Soon after his arrival, Augustine founded the monastery of Saints Peter and Paul, which later became St Augustine's Abbey, on land donated by the king. This foundation has often been claimed as the first Benedictine abbey outside Italy, and that by founding it Augustine introduced the Rule of St. Benedict into England, but there is no evidence that the abbey followed the Benedictine Rule at the time of its foundation. In a letter Gregory wrote to the patriarch of Alexandria in 598, he claimed that more than 10,000 Christians had been baptised; the number may be exaggerated but there is no reason to doubt that a mass conversion took place. However, there were probably some Christians already in Kent before Augustine arrived, remnants of the Christians who lived in Britain in the later Roman Empire. Little literary traces remain of them, however. One other effect of the king's conversion by Augustine's mission was that the Frankish influence on the southern kingdoms of Britain was decreased.

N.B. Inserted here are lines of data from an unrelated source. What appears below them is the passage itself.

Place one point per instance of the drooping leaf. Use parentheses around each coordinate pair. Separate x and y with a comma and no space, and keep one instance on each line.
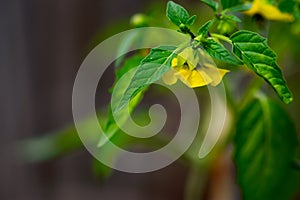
(177,14)
(191,20)
(203,30)
(233,18)
(229,3)
(214,5)
(112,128)
(239,8)
(129,64)
(151,69)
(258,56)
(219,52)
(264,148)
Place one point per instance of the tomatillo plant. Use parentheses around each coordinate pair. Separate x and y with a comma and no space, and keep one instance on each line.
(262,134)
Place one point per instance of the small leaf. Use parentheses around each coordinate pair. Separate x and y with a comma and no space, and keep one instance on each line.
(191,20)
(233,18)
(203,30)
(264,148)
(129,64)
(258,56)
(240,8)
(229,3)
(151,69)
(177,14)
(219,52)
(214,5)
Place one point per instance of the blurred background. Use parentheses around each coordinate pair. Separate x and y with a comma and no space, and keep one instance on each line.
(42,45)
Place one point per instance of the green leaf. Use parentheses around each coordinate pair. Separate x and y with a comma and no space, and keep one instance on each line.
(111,127)
(233,18)
(177,14)
(229,3)
(129,64)
(203,30)
(157,63)
(214,5)
(258,56)
(239,8)
(264,148)
(191,20)
(219,52)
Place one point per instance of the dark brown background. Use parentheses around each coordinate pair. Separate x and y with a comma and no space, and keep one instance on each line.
(42,45)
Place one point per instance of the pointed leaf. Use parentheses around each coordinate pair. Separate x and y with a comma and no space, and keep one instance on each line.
(177,14)
(214,5)
(229,3)
(219,52)
(151,69)
(258,56)
(191,20)
(203,30)
(264,148)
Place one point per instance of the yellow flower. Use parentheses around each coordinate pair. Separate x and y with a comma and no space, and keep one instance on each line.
(268,11)
(185,67)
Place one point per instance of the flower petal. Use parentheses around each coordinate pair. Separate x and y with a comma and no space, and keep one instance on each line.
(268,11)
(193,78)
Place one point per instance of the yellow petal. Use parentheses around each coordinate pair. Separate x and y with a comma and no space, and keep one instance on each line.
(268,11)
(188,55)
(193,78)
(210,68)
(169,78)
(174,62)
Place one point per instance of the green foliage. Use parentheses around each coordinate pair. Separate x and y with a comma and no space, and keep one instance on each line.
(219,52)
(229,3)
(214,5)
(239,8)
(203,30)
(111,127)
(265,141)
(179,15)
(151,69)
(253,50)
(265,146)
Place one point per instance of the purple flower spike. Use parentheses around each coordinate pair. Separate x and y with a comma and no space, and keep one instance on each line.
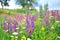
(29,24)
(46,22)
(10,26)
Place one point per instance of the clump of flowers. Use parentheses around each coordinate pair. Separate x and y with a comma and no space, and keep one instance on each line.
(29,24)
(10,24)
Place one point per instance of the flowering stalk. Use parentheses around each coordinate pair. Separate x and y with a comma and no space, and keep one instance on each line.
(29,24)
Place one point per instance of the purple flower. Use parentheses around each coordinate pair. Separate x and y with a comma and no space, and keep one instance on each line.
(46,21)
(29,24)
(10,26)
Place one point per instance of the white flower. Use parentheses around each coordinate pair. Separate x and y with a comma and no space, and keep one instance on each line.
(15,33)
(28,39)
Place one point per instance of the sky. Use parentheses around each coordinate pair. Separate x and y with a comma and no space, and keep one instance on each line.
(52,4)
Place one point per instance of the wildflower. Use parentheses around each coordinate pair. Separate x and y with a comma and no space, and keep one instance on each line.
(57,21)
(29,24)
(28,39)
(16,38)
(12,37)
(46,21)
(52,27)
(15,33)
(42,28)
(24,37)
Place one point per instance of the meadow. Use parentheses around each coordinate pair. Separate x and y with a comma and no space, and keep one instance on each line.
(19,25)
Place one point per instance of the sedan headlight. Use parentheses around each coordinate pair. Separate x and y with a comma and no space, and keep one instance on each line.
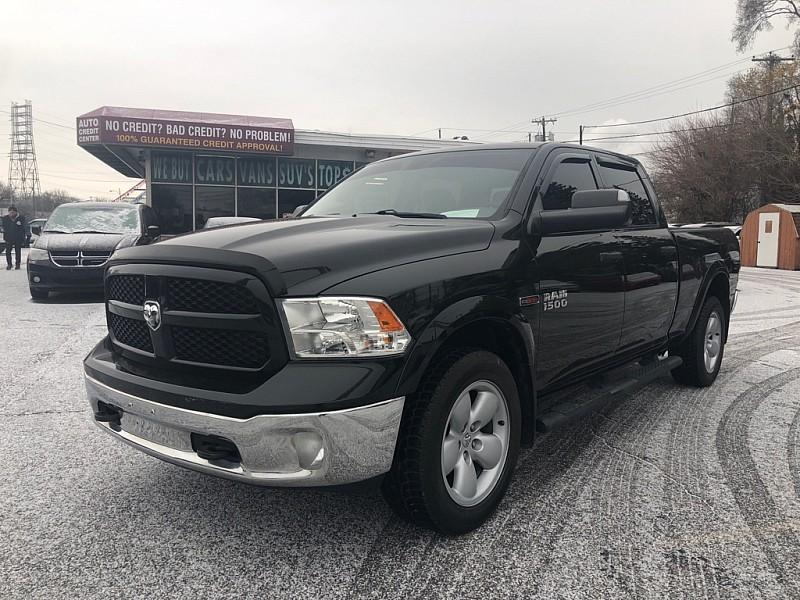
(38,254)
(333,327)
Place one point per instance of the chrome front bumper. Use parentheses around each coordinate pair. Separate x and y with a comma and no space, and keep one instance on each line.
(308,449)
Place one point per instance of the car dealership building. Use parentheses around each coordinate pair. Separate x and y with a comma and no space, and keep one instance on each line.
(200,165)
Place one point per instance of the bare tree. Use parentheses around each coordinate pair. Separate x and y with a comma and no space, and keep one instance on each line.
(719,167)
(755,16)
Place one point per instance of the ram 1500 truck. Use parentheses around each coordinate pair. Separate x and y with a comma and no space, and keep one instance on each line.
(423,319)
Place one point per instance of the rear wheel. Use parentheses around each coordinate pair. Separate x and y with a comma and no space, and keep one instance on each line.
(458,444)
(703,349)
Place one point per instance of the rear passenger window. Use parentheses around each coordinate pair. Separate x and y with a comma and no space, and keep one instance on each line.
(570,176)
(624,178)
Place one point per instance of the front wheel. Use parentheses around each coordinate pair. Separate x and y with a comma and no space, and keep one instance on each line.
(703,349)
(458,444)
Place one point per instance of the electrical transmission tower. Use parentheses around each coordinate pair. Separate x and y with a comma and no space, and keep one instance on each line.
(23,174)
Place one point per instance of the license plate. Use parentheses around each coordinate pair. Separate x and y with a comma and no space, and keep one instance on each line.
(155,432)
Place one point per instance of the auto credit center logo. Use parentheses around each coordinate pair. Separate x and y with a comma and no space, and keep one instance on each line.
(152,314)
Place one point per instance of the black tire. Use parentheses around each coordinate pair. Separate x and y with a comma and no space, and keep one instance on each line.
(694,371)
(415,487)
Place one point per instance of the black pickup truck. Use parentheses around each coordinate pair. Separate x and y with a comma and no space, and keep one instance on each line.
(423,320)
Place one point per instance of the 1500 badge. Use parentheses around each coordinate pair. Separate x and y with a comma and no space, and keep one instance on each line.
(554,300)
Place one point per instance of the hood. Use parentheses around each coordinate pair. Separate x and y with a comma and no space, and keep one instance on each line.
(311,255)
(96,242)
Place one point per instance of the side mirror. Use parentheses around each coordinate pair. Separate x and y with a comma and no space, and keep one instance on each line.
(592,210)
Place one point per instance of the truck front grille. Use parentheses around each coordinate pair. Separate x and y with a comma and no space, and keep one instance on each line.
(209,297)
(130,332)
(218,347)
(127,288)
(219,318)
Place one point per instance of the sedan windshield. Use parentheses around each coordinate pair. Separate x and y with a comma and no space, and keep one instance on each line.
(93,219)
(470,184)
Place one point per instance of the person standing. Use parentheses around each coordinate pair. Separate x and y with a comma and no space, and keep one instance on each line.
(13,234)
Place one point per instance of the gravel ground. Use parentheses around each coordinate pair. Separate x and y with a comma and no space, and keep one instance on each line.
(674,492)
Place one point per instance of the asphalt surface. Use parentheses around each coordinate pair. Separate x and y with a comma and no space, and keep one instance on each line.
(675,492)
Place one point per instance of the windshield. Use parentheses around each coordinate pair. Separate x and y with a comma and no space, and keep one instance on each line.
(471,184)
(96,219)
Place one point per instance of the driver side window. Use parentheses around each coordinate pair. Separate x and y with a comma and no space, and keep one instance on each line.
(569,176)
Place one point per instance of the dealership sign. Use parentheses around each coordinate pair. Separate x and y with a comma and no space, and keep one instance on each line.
(189,131)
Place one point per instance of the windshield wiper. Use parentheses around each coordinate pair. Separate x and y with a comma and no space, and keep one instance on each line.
(407,215)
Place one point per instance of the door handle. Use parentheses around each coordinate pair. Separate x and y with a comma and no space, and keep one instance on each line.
(610,257)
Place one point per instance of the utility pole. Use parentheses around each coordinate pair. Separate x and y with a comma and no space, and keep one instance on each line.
(543,122)
(771,61)
(23,174)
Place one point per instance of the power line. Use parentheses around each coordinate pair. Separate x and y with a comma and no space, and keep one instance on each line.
(659,89)
(696,112)
(632,135)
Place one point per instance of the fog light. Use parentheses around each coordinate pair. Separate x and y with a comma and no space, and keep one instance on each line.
(310,452)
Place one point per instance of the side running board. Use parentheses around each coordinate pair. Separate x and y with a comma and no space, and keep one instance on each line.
(605,390)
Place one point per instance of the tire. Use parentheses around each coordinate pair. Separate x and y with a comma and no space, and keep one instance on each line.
(417,487)
(702,351)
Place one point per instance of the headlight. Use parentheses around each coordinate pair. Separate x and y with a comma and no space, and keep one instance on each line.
(38,254)
(333,327)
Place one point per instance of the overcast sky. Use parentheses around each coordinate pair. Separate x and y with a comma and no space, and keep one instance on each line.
(402,68)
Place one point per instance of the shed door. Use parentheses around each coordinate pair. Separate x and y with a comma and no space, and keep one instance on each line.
(767,240)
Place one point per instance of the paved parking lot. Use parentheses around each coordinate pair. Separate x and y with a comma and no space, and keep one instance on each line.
(674,492)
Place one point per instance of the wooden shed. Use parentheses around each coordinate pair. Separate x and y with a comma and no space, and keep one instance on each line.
(771,237)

After these conversions, Augustine sent Laurence back to Rome with a report of his success along with questions about the mission. Bede records the letter and Gregory's replies in chapter 27 of his Historia ecclesiastica gentis Anglorum, this section of the History is usually known as the Libellus responsionum. Augustine asked for Gregory's advice on a number of issues, including how to organise the church, the punishment for church robbers, guidance on who was allowed to marry whom, and the consecration of bishops. Other topics were relations between the churches of Britain and Gaul, childbirth and baptism, and when it was lawful for people to receive communion and for a priest to celebrate mass.

Further missionaries were sent from Rome in 601. They brought a pallium for Augustine and a present of sacred vessels, vestments, relics, and books. The pallium was the symbol of metropolitan status, and signified that Augustine was now an archbishop unambiguously associated with the Holy See. Along with the pallium, a letter from Gregory directed the new archbishop to ordain 12 suffragan bishops as soon as possible and to send a bishop to York. Gregory's plan was that there would be two metropolitans, one at York and one at London, with 12 suffragan bishops under each archbishop. As part of this plan, Augustine was expected to transfer his archiepiscopal see to London from Canterbury. The move from Canterbury to London never happened; no contemporary sources give the reason, but it was probably because London was not part of Æthelberht's domains. Instead, London was part of the kingdom of Essex, ruled by Æthelberht's nephew Saebert of Essex, who converted to Christianity in 604. The historian S. Brechter has suggested that the metropolitan see was indeed moved to London, and that it was only with the abandonment of London as a see after the death of Æthelberht that Canterbury became the archiepiscopal see. This theory contradicts Bede's version of events, however.